Paying attention to retrieval is particularly important now because “AI search” is not a mature or stable category. Many vendors are under pressure to show that they are “doing AI”. Some products are genuinely rethinking retrieval. Others are merely bolting an LLM onto a conventional search system, using it to generate Boolean queries and then calling the result AI search.
That may or may not improve performance. Sometimes it may add little. Sometimes it may make things worse.
I have personally tested an “AI search” tool that was worse than standard lexical keyword search. It was not subtly worse. It was obviously broken. Librarians and researchers testing it could tell almost immediately that the retrieval quality was poor.

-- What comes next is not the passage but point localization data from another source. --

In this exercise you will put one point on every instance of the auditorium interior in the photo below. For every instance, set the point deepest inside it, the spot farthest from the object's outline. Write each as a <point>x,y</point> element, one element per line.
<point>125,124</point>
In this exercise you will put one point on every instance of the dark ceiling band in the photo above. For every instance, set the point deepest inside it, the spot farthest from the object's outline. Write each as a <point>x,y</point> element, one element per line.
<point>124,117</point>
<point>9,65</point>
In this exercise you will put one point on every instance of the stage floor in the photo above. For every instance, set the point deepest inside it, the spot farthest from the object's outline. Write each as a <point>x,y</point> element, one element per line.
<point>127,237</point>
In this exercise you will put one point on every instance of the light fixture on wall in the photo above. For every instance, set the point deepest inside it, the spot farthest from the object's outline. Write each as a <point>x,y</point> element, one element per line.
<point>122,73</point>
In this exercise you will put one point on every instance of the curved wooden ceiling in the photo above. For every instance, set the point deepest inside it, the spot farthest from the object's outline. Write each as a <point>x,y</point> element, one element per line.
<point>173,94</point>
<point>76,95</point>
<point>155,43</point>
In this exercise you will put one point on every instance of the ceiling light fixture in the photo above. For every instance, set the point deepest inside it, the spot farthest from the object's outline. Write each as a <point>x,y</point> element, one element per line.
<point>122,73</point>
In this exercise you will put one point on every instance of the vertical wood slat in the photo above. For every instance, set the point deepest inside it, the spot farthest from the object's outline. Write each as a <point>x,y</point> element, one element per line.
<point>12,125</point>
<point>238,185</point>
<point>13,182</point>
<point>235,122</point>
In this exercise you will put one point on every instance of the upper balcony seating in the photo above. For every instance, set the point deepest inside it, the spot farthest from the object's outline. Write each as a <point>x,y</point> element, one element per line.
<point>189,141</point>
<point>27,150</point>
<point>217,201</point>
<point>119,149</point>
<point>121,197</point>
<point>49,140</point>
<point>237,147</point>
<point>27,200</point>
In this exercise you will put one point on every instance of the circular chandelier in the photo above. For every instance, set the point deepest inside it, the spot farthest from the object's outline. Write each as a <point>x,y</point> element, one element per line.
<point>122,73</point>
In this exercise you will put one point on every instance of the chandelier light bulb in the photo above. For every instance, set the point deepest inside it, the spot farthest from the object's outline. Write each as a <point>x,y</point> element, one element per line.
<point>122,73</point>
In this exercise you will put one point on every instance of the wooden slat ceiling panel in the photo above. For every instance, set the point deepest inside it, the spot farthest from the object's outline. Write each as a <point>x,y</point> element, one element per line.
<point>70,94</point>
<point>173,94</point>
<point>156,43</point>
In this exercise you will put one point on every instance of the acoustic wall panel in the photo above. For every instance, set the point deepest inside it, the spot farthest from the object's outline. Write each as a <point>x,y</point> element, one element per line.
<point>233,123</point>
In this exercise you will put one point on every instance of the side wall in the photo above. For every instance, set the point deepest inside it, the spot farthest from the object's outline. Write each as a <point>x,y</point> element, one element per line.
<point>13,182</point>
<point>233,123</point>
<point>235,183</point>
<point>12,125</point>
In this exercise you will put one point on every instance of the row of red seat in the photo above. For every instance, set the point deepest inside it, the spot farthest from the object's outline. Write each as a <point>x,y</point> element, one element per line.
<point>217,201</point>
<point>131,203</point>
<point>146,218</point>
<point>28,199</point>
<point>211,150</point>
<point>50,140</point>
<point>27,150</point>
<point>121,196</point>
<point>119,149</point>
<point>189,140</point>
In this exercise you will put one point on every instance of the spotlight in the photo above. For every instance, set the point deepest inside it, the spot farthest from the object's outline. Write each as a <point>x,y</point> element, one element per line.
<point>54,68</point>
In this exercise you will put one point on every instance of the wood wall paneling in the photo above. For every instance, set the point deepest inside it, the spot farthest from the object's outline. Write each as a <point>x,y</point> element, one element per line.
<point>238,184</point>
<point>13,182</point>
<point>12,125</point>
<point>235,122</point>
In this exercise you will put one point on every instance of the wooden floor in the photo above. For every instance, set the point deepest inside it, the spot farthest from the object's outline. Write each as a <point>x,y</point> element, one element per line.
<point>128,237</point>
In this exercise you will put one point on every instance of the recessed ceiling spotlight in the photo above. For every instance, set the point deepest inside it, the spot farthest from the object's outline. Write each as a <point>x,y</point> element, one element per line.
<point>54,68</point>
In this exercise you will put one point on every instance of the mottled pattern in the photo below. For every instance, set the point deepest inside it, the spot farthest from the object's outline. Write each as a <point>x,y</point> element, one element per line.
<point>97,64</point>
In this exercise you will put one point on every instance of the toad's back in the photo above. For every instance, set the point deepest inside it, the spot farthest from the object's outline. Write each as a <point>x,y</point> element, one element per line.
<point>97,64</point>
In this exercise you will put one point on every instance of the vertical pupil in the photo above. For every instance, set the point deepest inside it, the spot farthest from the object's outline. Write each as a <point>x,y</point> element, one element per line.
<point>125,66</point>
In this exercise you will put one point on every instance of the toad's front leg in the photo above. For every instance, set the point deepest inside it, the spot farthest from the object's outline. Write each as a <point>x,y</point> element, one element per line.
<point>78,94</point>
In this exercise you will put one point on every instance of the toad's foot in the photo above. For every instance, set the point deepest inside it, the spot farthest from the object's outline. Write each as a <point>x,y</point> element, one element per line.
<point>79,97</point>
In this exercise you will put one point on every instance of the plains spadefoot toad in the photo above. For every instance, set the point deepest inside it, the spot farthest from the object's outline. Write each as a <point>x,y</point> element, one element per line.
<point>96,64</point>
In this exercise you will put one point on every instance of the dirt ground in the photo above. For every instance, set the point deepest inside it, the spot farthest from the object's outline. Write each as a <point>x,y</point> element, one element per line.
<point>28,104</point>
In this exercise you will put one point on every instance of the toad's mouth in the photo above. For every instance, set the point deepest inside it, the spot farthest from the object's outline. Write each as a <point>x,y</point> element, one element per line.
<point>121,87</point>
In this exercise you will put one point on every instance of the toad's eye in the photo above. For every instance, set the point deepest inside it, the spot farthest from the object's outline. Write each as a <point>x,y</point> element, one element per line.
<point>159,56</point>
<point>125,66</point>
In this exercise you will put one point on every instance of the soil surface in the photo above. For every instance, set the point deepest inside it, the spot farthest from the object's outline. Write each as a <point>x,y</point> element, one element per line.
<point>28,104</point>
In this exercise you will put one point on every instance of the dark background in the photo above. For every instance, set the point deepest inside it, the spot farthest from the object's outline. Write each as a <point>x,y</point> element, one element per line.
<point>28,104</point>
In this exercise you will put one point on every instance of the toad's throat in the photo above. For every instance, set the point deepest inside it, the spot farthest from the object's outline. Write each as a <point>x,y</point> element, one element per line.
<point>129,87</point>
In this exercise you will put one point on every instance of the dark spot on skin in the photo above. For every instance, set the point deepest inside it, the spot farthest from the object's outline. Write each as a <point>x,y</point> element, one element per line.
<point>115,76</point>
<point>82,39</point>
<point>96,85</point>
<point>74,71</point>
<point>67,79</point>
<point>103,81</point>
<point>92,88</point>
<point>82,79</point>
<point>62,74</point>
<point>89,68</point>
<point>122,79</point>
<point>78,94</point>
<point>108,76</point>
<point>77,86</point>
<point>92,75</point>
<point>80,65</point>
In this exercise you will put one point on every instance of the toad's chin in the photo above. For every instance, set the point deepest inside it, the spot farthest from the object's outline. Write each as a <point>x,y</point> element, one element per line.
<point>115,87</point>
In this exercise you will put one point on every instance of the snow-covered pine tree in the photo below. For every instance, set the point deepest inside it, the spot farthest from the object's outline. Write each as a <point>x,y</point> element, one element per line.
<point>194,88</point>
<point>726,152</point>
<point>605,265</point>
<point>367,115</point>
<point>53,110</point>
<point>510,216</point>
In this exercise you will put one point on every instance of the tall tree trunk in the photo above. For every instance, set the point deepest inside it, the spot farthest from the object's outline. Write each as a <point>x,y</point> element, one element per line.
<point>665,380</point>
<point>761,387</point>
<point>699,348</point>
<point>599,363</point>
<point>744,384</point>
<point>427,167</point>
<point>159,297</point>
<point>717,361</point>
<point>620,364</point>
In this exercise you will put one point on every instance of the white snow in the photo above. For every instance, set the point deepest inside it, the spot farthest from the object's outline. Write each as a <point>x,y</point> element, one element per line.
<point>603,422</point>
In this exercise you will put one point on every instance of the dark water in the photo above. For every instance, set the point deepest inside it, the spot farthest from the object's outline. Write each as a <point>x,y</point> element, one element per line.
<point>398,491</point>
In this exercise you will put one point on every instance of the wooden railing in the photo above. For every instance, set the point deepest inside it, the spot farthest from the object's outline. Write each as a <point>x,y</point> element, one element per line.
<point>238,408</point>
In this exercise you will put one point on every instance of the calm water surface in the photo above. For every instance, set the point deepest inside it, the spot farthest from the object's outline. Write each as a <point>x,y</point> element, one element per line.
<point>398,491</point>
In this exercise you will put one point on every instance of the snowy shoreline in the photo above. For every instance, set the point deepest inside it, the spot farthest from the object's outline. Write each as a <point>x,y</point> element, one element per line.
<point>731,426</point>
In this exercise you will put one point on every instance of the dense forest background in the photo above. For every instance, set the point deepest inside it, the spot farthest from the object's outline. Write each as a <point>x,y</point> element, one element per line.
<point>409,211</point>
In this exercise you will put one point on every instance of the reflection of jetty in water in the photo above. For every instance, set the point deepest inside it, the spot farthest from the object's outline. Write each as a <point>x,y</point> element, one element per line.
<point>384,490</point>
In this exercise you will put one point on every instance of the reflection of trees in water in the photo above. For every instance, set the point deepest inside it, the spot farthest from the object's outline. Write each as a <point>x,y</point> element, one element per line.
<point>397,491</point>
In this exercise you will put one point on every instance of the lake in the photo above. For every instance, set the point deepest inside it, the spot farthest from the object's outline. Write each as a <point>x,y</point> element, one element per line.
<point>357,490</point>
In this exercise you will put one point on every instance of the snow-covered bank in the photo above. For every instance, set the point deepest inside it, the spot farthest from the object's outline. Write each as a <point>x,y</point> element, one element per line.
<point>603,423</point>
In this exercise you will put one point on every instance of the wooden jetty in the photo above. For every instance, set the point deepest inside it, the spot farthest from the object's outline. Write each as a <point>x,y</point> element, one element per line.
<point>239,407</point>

If I had treated retrieval as a gate, I could have saved everyone time before asking them to test it.
This is why a gate-based model matters. It prevents the evaluation from being diluted by a long list of attractive but secondary features and can save time.
3. Some criteria should be made harder and more testable
Another thing I notice about many librarian evaluation matrices is that they rely heavily on qualitative judgement.
Sometimes this is unavoidable. Some criteria really are soft. Usability, for example, is difficult to reduce to a single objective number unless you run proper usability testing, which takes time and expertise.
But some criteria can be made more empirical, especially the critical ones.
Take reproducibility. A simple test is to run the same query several times and record whether the same results appear in the same order. You might run the query five or ten times, possibly across different sessions or accounts to reduce caching effects, and see how stable the ranking is.
Take interpretability. If an AI search system converts a natural language query into a Boolean string, you can copy the generated Boolean query into the conventional search interface and check whether the results match. If they do not, then either the system is not doing what it claims, or the Boolean explanation does not fully represent the actual search process.
Take claim-source faithfulness. If a tool generates an answer and cites sources, evaluators can check how often the cited sources actually support the claims made.
Michael Gusenbauer’s work has influenced many of my thoughts here. His papers offer comparatively objective ways to assess academic search systems for evidence synthesis, including tests of search functionality, retrieval qualities, database size, and subject coverage. SearchSmart builds on this work by estimating coverage of academic databases using methods such as query hit counts, and the Basket of Keywords approach, rather than relying only on vendor descriptions or self-reported coverage.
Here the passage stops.